Would it be fair to say that C++ knowledge is mandatory to create language bindings for parquet?

There are lots of different questions in this thread :slight_smile: If you want to use the Parquet C++ library to write Parquet files, you must talk to it in a language it understands. Which means you probably need to give it Arrow data.

@antoine thanks for the pointer! I looked through that now, and here is how I interpreted how this would work. Am I on the right track/understanding with that? I’m still not sure whether I understand properly how this is all supposed to work :slight_smile:

We would in Julia allocate arrays and data structures that conform to the C Data interface layout. Right now I think that should be fairly straightforward. So then we have a pointer to one of these C Data interface structures.

Do I then call one of the functions from bridge.h and pass this pointer to the structures we allocated in Julia to it? And then I get something back from those functions that I can for example pass to the parquet C++ writer? And all of that wouldn’t require that a copy of the original array data structures has to be made?

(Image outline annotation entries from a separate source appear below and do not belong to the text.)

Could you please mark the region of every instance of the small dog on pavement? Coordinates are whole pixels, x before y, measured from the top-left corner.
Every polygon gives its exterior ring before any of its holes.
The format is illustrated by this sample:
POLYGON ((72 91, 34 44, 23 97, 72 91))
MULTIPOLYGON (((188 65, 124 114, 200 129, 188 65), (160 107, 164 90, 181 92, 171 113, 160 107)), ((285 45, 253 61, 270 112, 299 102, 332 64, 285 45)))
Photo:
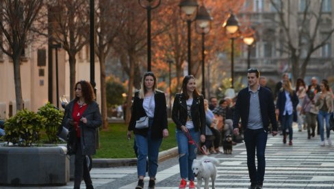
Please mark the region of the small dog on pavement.
POLYGON ((224 153, 231 154, 232 153, 232 136, 228 134, 225 136, 225 139, 222 142, 222 149, 224 149, 224 153))
POLYGON ((217 176, 216 166, 219 164, 219 161, 214 158, 204 157, 201 160, 194 160, 192 162, 192 173, 197 177, 197 189, 201 188, 202 179, 205 181, 205 189, 209 189, 209 180, 211 177, 212 188, 214 188, 214 182, 217 176))

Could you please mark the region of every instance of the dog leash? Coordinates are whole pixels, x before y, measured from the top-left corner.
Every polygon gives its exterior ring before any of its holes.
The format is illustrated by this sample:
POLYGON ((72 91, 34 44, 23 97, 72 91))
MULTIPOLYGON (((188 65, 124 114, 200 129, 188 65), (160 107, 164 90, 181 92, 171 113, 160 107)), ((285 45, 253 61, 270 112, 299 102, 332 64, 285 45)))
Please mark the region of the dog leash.
POLYGON ((205 153, 204 152, 204 151, 198 146, 198 144, 197 143, 196 143, 196 142, 194 140, 194 139, 192 139, 192 136, 190 136, 190 134, 189 133, 189 131, 186 131, 185 132, 185 136, 187 136, 187 138, 188 138, 188 142, 189 144, 194 144, 198 149, 199 149, 201 151, 201 152, 204 154, 204 155, 207 155, 207 153, 205 153))

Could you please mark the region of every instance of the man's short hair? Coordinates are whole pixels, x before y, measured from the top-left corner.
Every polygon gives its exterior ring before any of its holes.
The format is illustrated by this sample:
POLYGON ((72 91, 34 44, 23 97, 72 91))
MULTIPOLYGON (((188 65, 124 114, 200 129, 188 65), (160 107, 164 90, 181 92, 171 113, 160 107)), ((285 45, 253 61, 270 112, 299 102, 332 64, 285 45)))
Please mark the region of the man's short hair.
POLYGON ((247 70, 247 73, 255 73, 256 75, 256 77, 259 78, 260 77, 260 72, 257 68, 249 68, 247 70))
POLYGON ((209 99, 209 101, 211 102, 211 100, 212 100, 213 99, 217 99, 217 97, 211 97, 209 99))

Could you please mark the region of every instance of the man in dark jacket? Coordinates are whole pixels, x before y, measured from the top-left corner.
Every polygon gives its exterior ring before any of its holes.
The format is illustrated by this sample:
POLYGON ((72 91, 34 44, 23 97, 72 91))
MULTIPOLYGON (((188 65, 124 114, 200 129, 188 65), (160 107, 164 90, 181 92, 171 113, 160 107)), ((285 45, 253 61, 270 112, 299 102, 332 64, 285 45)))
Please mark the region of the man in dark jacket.
POLYGON ((247 151, 247 166, 251 182, 249 188, 262 188, 266 168, 264 152, 268 128, 271 122, 272 136, 276 136, 277 121, 272 94, 269 90, 259 84, 259 72, 257 69, 250 68, 247 73, 248 86, 237 94, 233 116, 233 131, 235 134, 239 134, 237 123, 241 118, 247 151), (257 170, 255 166, 255 149, 257 170))

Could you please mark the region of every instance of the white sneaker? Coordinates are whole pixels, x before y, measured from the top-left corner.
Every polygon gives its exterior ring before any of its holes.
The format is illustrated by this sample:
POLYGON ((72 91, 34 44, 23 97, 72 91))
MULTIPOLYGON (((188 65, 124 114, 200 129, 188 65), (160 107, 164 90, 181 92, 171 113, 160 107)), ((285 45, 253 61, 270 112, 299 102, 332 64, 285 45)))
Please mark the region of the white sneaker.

That’s the idea… But the point of the C Data Interface is to be able to expose or ingest Arrow data without taking a dependency on the Arrow C++ library. If you already plan to take a dependency on the Arrow C++ library (for example because you want to use the C++ Parquet implementation), then I’m not sure taking a detour through the C Data Interface is useful. You can just as well construct a regular C++ Array instance around your data (unless you’re extremely uncomfortable with C++, but proficient in C, in which case the C Data Interface may help).

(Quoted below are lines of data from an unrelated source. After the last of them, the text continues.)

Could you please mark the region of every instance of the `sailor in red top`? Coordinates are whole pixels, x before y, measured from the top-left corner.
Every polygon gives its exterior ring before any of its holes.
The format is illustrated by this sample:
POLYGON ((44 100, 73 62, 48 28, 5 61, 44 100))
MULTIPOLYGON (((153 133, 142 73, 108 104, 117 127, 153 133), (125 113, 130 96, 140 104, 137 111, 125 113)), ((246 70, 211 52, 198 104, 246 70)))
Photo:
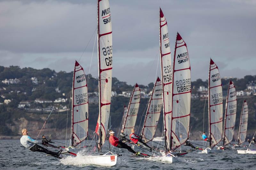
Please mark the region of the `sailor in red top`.
POLYGON ((109 132, 109 142, 111 144, 114 146, 120 148, 127 149, 129 152, 131 152, 135 155, 138 154, 136 152, 133 151, 130 146, 129 146, 126 144, 122 142, 121 139, 119 139, 118 138, 115 137, 115 132, 112 130, 110 130, 109 132))
POLYGON ((140 137, 138 137, 135 134, 135 130, 134 129, 131 129, 132 133, 130 134, 130 139, 132 142, 134 144, 139 145, 141 145, 147 146, 150 149, 150 150, 152 149, 152 148, 147 144, 146 143, 143 142, 140 138, 140 137))

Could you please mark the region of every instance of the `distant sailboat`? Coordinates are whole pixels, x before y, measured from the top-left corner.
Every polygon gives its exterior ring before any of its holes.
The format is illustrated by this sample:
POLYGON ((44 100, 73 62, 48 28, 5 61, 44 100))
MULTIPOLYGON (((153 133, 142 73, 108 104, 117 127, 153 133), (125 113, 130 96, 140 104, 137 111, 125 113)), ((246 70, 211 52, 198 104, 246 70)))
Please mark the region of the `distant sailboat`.
POLYGON ((177 33, 173 65, 172 148, 188 138, 191 96, 191 67, 187 44, 177 33))
POLYGON ((236 87, 230 80, 228 90, 224 121, 223 135, 223 145, 224 146, 230 143, 233 139, 236 114, 236 87))
POLYGON ((145 142, 152 140, 155 135, 162 108, 162 93, 161 80, 157 77, 153 88, 141 131, 142 139, 145 142))
POLYGON ((132 94, 127 111, 124 119, 122 129, 125 134, 130 134, 131 130, 135 126, 140 101, 140 90, 136 83, 132 94))
POLYGON ((222 138, 223 104, 222 85, 218 67, 212 59, 209 68, 208 93, 208 147, 202 153, 219 153, 212 149, 222 138))

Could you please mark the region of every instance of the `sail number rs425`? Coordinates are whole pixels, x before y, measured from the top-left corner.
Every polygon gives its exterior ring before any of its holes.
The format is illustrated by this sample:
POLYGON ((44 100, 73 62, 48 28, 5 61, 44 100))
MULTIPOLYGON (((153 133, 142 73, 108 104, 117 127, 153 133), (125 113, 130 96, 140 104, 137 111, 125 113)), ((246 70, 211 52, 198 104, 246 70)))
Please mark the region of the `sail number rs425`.
MULTIPOLYGON (((107 47, 106 48, 103 47, 102 48, 103 55, 106 56, 112 54, 112 46, 107 47)), ((112 65, 112 56, 107 57, 105 58, 105 62, 107 66, 110 66, 112 65)))

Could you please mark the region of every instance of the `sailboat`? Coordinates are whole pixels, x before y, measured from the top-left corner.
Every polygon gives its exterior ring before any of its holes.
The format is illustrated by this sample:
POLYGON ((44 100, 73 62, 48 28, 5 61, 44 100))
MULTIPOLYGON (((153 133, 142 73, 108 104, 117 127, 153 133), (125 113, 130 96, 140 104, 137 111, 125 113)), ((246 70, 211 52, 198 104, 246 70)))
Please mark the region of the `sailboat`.
POLYGON ((136 83, 132 94, 124 119, 122 129, 125 134, 130 134, 131 130, 135 126, 140 101, 140 90, 138 84, 136 83))
POLYGON ((191 67, 187 44, 177 33, 173 69, 172 148, 188 138, 191 96, 191 67))
POLYGON ((245 141, 247 132, 248 123, 248 105, 245 100, 244 100, 242 107, 238 130, 238 143, 240 145, 245 141))
POLYGON ((202 153, 220 153, 223 151, 213 149, 222 139, 223 98, 222 85, 218 67, 212 59, 209 68, 208 93, 208 119, 209 139, 208 147, 202 153))
POLYGON ((234 83, 229 81, 226 105, 223 138, 223 147, 232 141, 236 114, 236 92, 234 83))
MULTIPOLYGON (((88 95, 87 83, 84 69, 76 61, 72 88, 71 138, 69 151, 77 151, 77 146, 88 136, 88 95)), ((79 148, 81 148, 81 146, 79 148)))
POLYGON ((162 108, 162 82, 157 77, 149 100, 141 136, 145 142, 154 138, 162 108))
MULTIPOLYGON (((98 0, 97 15, 99 114, 95 137, 101 152, 108 133, 112 83, 112 27, 108 0, 98 0)), ((91 164, 111 166, 116 164, 117 157, 109 151, 103 155, 87 158, 91 164)))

The example given in the spec may point you to the kind of scenarios where the C Data Interface is really useful. Say database engine FooDB wants to expose a C client API that gives out Arrow-compatible data, but without burdening itself with a dependency on Arrow C++ (because other client APIs are available). Then it can expose a C client API that basically gives out a C struct ArrowArray.

Ok I am figuring out things as I go along. Seems like the first step is to follow the step in Building Arrow C++

git clone https://github.com/apache/arrow.git
cd arrow/cpp
mkdir release
cd release
cmake ..
make parquet

and this will build the parquet library used in here

Now I just need to come up with the table in

#include "parquet/arrow/writer.h"

{
   std::shared_ptr<arrow::io::FileOutputStream> outfile;
   PARQUET_ASSIGN_OR_THROW(
      outfile,
      arrow::io::FileOutputStream::Open("test.parquet"));

   PARQUET_THROW_NOT_OK(
      parquet::arrow::WriteTable(table, arrow::default_memory_pool(), outfile, 3));
}

and turn that into a function so I can use CxxWrap.jl.

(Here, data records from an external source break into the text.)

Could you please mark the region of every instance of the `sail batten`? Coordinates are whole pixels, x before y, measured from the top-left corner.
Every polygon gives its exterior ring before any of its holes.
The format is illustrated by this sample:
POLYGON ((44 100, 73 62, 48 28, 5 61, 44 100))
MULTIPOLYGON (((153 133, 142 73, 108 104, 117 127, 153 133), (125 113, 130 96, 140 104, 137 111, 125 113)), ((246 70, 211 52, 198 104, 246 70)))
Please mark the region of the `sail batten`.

Now, it seems like a few things still need to be done.

  1. Write a Julia DataFrame into arrow blob structure (potentially leveraging Arrow.jl)
  2. Write the C++ function using CxxWrap.jl that calls the parquet write function (yet to be writer) to write the arrow blob into parquet file

These are notes for me in case I forget. Also for other to let me know if I am sort of on the right track.